The research team did not find any other reasons for this development, in particular a genetic predisposition, in the current study. There is also no evidence that the lack of growth hormone itself or other administered therapies could have triggered the dementia.

Instead, the researchers assume that in addition to the two known variants, there must be a third form of Alzheimer's disease that is caused by medical measures - so-called iatrogenic. This is extremely rare, it goes on to say. On the one hand, this is because hormone therapy has no longer been used since 1985. In addition, the cases only concern recipients of the growth hormone preparation, which not only came from the pituitary gland of dead people, but was also prepared using a very special method: This so-called Wilhelmi process cannot render prions and amyloid beta contained in it harmless it in a “Nature” commentary.

"The people we describe had been subjected to a specific medical treatment that had long been abandoned," emphasizes Collinge in a statement from University College London. “They were injected with material that we now know was contaminated with disease-related proteins. There is no evidence that Alzheimer's disease can be transmitted between people during everyday activities or during normal medical care."
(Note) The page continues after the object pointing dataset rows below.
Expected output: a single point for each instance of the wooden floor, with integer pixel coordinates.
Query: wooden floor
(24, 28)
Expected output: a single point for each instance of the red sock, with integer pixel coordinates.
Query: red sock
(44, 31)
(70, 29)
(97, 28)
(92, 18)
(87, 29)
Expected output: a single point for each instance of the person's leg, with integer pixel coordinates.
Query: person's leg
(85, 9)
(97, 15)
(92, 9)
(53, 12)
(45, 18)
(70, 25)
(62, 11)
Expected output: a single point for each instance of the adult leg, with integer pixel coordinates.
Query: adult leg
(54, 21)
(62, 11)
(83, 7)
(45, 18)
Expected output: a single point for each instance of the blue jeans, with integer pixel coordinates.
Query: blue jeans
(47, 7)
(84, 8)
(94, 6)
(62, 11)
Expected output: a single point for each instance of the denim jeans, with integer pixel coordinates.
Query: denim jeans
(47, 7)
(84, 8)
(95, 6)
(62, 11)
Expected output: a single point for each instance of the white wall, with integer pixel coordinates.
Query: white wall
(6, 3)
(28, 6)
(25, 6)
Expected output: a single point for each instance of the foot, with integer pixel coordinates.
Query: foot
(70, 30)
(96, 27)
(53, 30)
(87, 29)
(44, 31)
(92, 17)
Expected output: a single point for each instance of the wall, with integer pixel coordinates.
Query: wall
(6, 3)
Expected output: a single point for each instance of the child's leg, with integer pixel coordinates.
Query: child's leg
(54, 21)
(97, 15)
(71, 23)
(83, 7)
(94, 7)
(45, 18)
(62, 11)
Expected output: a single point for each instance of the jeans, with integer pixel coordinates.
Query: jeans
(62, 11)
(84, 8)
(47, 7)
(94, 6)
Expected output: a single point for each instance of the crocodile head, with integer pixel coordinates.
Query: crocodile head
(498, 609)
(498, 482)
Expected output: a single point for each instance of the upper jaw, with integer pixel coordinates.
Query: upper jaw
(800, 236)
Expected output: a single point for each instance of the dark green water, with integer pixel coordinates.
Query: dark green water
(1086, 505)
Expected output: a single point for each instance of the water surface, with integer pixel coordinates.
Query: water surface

“After this publication, there will certainly be a lot of follow-up work that examines the results,” says Jucker. "If the result is confirmed, it would be mechanistically extremely interesting." For example, research into Alzheimer's therapies that target amyloid beta could experience a boost. It would also suggest that Alzheimer's syndrome is a prion disease - that is, it is based on misfolded proteins that spread throughout the body.